HOW I AVOIDED THE CRASH (WELL NOT REALLY, 25% WAS IN EQUITIES)
May 28, 2009
– Comments (4)
The most difficult part of investing, at least in my case, is knowing when not to buy or sell. Although abstract (stocks are pieces of paper that your broker holds), It is very easy to become sentinmental over a company, thus emotional behavoir can hinder performance a great deal. I have slowly developed the discipline to sell when the intrinsic value is near or surpassed by the market price based on conservative valuation models. I began liquidating nearly 75% of my holdings when the Dow hit 12,000 for the first time, and had 3 quarters in cash by DOW 12,600. It was because I found little to no value in the market according to my criteria. Although I definetly failed to benefit from the price appreciation in most equities, I had been rather efficient in avoiding losses. I'm writing this in hopes it will help people know when to sell a stock as I don't believe in Buy and Hold (with few exceptions), therefore avoiding losses.
1) The Free_Cash Flow Yield or FCF per share / market price must be over 10% for companies transitioninig from high to stable growth, over 12% for companies with stable growth & over 5% should the company be expected to have a 3-5 year CAGR in earninigs a minimum of 15%, though 20%+ is ideal.
2) Pre tax return on tangible capital ( EBIT/ (Net Fixed Assets + Depreciation from cf statement + net working capital). The minimum allowable ration must exceed 50%, with 65%+ Ideal. This is also usual when comparing to the rest of the industry.

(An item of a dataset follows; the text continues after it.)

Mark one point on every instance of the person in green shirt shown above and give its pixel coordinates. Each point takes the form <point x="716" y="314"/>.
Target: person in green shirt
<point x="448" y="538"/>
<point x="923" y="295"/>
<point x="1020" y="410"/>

3) EBIT margins must be at least 30% (with exceptions of course for high-growth or emerging companies).
4) Earninigs Yield Must be a minimum of 20% for stable growth companies and 9-12% for high growth companies (depending on the magnitude of the forecasted growth). This is Enterprise Value/EBIT.
5) The current market price must be trading at least at a 50% discount from the determined intrinsic value via FCFF, H_MODEL, GRAHAM. When this discount narrows to 15-20% I begin liquidating the position in case my models were flawed.
6) By using the above metrics I avoid financials, most retailers, technology and a variety of other industries.
7) Of course qualatative analysis is of much great importance, thus I only use these disciplines after the hard work and research has been done. many would disagree with the aforementioned, but it helped me preserve capital during a global market crash and it avoids industries I don't understand i.e tech.